Magnetoelectronic devices based on organic semiconductors (OSC) hold promise due to the long spin relaxation time and the ability to tune relevant properties such as interface barriers. However, it is unclear to date whether magnetotransport effects observed in these systems is due to tunneling, or whether spin-coherent diffusive transport is also possible. We have studied magnetotransport in Co/OSC/Fe trilayer junctions, with 50 to 150 nm thick OSC layer, where tunneling would not be expected. Positive magnetoresistance (MR) is observed at T = 4.2 K for several OSCs and it persists up to T = 290 K for two systems: tris(8-hydroxyquinoline) Aluminum (III) (Alq3) and copper phthalocyanine (CuPc). In order to probe the origins of MR, we have done structural studies on Co/Alq3/Fe trilayer films by x-ray reflectivity and Auger depth profiling. The results indicate well-defined layers with modest interface roughness (3-5 nm) between the Alq3 and the surrounding FM layers. While these results rule out large-scale intermixing of Co or Fe into the OSC, they do not as yet rule out the existence of local defects, such as pinholes, in the OSC layers that could enable tunneling to occur.   

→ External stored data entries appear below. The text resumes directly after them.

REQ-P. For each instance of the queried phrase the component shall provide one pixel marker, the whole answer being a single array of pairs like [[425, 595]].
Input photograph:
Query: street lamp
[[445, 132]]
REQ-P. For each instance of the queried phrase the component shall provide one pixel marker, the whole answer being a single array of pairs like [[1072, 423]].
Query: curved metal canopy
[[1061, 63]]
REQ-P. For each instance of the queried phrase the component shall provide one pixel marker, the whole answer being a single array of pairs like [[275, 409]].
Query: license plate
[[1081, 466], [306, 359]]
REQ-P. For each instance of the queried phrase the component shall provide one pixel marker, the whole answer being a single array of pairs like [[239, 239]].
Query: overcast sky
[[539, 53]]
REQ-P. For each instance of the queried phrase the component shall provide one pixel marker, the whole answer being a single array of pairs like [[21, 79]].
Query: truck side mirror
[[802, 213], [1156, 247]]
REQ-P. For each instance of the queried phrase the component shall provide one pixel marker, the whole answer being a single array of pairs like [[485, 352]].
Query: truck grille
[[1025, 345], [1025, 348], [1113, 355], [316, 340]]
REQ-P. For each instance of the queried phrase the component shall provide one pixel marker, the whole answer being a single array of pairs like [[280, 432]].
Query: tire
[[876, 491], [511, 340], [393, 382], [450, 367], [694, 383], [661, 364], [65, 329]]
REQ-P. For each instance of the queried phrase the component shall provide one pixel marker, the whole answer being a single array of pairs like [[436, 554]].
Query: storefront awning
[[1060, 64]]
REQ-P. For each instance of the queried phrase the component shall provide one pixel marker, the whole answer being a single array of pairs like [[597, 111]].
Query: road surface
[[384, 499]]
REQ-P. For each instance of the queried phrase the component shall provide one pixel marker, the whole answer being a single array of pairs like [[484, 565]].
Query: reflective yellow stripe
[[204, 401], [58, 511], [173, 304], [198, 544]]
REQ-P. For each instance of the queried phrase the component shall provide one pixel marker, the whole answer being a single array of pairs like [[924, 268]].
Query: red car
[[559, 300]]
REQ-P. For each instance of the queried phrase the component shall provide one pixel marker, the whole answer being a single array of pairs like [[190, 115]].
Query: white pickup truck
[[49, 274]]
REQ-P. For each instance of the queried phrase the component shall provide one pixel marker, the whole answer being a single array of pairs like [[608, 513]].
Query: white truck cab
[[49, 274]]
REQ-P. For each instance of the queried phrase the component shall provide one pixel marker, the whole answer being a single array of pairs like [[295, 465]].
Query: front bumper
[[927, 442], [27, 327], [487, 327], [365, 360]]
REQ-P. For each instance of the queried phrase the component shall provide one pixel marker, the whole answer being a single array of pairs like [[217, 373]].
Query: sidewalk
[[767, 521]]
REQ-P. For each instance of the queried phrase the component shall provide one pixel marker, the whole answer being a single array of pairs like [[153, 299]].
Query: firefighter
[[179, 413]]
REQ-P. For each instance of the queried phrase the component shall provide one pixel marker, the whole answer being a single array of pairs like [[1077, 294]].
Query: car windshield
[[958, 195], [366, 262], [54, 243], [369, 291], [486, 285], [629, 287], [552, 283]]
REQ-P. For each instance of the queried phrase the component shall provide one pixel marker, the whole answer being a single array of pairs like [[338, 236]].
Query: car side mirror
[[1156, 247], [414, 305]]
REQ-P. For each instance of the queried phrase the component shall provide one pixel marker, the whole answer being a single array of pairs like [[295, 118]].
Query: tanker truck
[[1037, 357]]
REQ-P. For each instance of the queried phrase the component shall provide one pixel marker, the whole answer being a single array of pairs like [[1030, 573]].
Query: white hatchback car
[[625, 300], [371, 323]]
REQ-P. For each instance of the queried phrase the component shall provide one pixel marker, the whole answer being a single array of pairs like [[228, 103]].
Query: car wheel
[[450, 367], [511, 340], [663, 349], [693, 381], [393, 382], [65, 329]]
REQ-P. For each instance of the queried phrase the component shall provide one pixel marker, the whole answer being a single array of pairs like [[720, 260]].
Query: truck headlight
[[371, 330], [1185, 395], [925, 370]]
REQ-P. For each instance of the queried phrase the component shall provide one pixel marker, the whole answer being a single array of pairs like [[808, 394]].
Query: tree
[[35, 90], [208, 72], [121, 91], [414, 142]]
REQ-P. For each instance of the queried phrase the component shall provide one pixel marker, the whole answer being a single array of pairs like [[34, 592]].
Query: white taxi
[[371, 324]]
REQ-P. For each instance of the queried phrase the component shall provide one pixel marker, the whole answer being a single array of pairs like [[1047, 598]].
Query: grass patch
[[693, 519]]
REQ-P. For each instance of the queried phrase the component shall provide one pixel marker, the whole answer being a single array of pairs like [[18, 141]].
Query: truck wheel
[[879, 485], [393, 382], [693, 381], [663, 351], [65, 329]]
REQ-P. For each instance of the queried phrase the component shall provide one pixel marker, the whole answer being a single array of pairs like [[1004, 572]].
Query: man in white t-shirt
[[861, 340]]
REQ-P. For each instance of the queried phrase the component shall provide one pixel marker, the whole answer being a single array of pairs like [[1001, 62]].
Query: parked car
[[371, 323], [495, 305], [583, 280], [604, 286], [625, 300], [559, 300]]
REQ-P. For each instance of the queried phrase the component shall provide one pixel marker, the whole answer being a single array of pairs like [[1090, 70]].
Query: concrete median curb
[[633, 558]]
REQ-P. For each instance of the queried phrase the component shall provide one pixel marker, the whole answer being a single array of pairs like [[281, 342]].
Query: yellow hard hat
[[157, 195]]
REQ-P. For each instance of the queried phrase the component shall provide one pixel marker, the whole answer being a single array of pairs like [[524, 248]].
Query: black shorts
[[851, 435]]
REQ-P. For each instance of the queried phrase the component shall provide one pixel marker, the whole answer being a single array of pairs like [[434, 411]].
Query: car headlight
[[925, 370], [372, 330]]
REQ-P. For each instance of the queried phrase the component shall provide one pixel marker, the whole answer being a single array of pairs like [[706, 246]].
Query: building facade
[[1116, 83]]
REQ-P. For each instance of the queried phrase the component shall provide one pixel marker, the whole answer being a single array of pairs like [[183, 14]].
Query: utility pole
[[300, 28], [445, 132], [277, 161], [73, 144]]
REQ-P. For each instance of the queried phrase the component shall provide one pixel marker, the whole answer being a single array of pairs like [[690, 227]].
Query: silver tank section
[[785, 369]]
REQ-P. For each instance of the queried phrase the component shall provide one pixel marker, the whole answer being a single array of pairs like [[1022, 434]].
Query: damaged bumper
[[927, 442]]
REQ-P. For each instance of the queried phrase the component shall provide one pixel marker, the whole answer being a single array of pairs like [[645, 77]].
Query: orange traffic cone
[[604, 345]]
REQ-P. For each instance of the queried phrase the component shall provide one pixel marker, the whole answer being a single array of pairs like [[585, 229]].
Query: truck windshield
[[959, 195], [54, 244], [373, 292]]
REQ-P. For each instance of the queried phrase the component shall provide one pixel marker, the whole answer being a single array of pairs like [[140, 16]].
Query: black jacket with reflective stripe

EPR Studies of Highly Interconnected Nanostructured Polyaniline Network

We present temperature-dependent X-band electron paramagnetic resonance susceptibility and linewidth studies of nanostructured polyaniline doped with perchloric acid (PANN/HClO$_{4})$. From analysis of the EPR data we determine that network has both Pauli- and Curie-like susceptibility with ${\rm X}^{P}$ of $\sim $2 x 10$^{-5}$ emu/mole-2-ring repeat unit and a localized spin density of $\sim $ 1 spin per 400 2-ring repeat units and exhibits a Lorentzian-like lineshape. The EPR linewidth from 100 K to room temperature exhibits two different linear regimes, where the linewidth increases linearly with increase in temperature. We will discuss the role of Korringa relaxation in determining the high temperature linewidth. We will consider the roles of disorder, localization and interfiber contact within the nanostructure network.   

Capacitance-voltage characterization of polythiophene-based field-effect transistors

We report on frequency-dependent capacitance-voltage characteristics of organic field-effect transistors based on (2,5-bis(3-tetradecylthiophen-2-yl)thieno[3,2-b]thiophene) as the active polymer layer. The gate voltage and frequency behavior of the devices with the polymer spun on treated and untreated oxide gate dielectric are explored. The high quality of the devices (contact and channel properties) allows the use of traditional CV modeling to accurately describe the electrical characteristics of the intrinsic channel. The findings from this study provide new insight into charge trapping and transport in the field-accumulated channel of organic field-effect devices.